On Fri, May 25, 2007 at 09:57:41PM +0200, Florian Weimer wrote:
> > This is slightly off-topic, for which I apologise.  It's just that I
> > learned about symbol versioning during my NM process, and nobody outside
> > Debian seems to understand what it is. :-(

> *sigh* It's a bit sad that this is still being used in the NM process.

No, it's only sad that so many people maintain libraries without
understanding the consequences of ABI changes.

> > I have a library, which I want to package for Debian.  I felt it would
> > be a good idea to use symbol versioning, since most of my programs (and
> > in some cases other libraries) use it.  The library is written in C++,
> > which seems to be a slight problem.  AFAIU the linker should be able to
> > handle it, but I don't see how.  Let's start with the problem in more
> > detail:

> Before you do this, you should check if symbol versioning buys you
> anything in your case.  If an application uses libA and libB which
> both depend on libC, but in two different versions libC1 and libC2,
> and you want to pass a libC-implemented object from libA to libB or
> vice versa, this still does not work.  If libA and libB completely
> hide their dependency on libC, you won't run into such problems.

In my experience, exposing objects in APIs like this remains an exception
rather than a rule.  Regardless, using symbol versioning still limits the
problem to cases where objects are being passed around between multiple
versions of a library *and* the definition of that particular object has
changed.  Without symbol versioning, loading multiple versions of a library
frequently leads to segfaults in library *internals*, regardless of whether
the library has a clean API.

> And there's also problem which is rather C++-specific: When an object
> is created, the size of the object is typically compiled into the
> creator, unversioned.  This means that unless the API is very
> carefully designed, you end up with non-versioned dependencies anyway.

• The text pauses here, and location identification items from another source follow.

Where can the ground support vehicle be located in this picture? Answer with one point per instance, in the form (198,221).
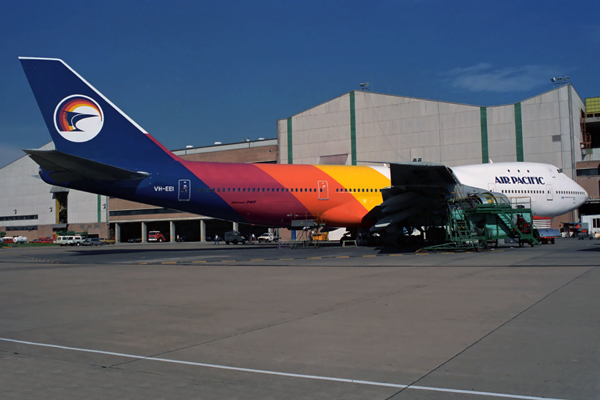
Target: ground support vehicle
(234,237)
(268,237)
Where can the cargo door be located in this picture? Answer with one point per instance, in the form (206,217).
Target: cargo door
(549,195)
(184,190)
(323,188)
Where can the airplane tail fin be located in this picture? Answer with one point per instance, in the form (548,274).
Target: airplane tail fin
(84,123)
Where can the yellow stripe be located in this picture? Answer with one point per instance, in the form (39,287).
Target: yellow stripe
(358,178)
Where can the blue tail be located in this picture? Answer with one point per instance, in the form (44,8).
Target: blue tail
(84,123)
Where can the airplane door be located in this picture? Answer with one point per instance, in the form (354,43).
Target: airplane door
(549,196)
(184,189)
(323,190)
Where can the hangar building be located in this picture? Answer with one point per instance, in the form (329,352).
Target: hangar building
(362,127)
(359,127)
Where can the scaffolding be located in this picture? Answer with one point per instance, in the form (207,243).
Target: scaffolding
(472,223)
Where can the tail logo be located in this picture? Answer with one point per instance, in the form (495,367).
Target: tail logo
(78,118)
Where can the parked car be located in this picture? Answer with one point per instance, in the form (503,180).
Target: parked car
(75,240)
(156,236)
(62,240)
(93,242)
(268,237)
(234,237)
(20,239)
(42,240)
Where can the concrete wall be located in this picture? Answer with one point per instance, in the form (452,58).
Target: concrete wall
(385,128)
(23,190)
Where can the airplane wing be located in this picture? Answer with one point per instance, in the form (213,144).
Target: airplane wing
(64,167)
(416,196)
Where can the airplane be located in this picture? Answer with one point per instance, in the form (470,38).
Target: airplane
(99,149)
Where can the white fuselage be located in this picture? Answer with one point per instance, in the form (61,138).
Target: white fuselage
(549,191)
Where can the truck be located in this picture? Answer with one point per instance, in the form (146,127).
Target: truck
(234,237)
(268,237)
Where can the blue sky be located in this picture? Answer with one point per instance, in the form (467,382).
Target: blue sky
(196,72)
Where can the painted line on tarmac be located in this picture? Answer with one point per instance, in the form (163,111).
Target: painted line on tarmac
(286,374)
(278,259)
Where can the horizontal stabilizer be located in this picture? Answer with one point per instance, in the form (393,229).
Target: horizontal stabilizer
(64,167)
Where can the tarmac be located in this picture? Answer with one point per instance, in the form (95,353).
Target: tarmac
(192,321)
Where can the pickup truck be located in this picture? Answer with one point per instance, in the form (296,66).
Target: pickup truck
(268,237)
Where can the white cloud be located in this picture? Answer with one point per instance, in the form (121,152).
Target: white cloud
(483,77)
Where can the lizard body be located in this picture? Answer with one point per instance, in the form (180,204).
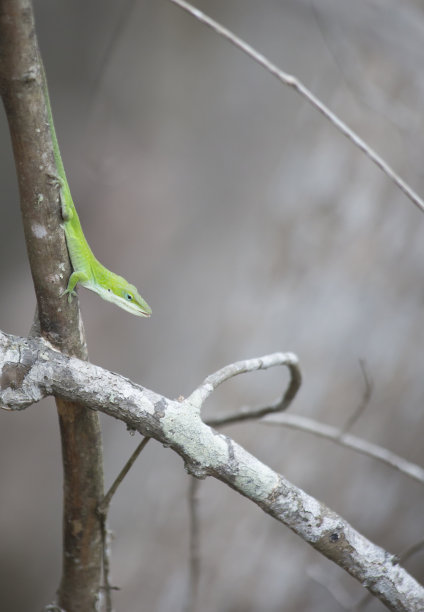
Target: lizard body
(87,270)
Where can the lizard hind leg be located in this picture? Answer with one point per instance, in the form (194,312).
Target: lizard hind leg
(74,279)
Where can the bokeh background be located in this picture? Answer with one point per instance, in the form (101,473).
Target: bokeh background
(251,226)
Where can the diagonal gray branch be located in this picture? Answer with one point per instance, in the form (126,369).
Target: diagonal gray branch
(31,370)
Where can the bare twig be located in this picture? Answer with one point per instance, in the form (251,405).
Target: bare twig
(103,510)
(292,81)
(104,505)
(348,441)
(194,562)
(250,365)
(368,388)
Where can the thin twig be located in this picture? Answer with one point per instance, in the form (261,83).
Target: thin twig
(368,388)
(103,511)
(104,506)
(292,81)
(348,441)
(194,562)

True.  But again, this only shows that symbol versioning is not a panacea --
not that it isn't worth doing.

> The poster child for symbol versioning, GNU libc, uses one source
> version to provide multiple, versioned entry points.  This offers
> complete control over the interplay of versions, and works best for C
> code.  Symbol versioning is no magic bullet that lets you escape DLL
> hell.  In general, what saves us is the ability to recompile large
> parts of our software archive against new library versions, not symbol
> versioning.

In addition to the special case of glibc, symbol versioning (of one sort or
another) has been used for the following libraries to good effect where it
was not practical to just recompile everything against new library versions;
in many of these cases, the impetus for symbol versioning originated with
Debian:

  BDB
  cyrus-sasl
  libkrb5 (MIT and Heimdal)
  libpng
  gnutls
  openssl
  wxwidgets

For *any* library with other libraries as reverse-dependencies, where the
maintainer has considered shipping two upstream versions of the lib in
parallel, unless it's *known* that the API is not safe under symbol
versioning, using symbol versioning should be the default policy.  Even if
only packages linking against the new version of the lib pick up the symbol
versioning, it can still make a *huge* difference in the quality of the
user's experience.

-- 
Steve Langasek                   Give me a lever long enough and a Free OS
Debian Developer                   to set it on, and I can move the world.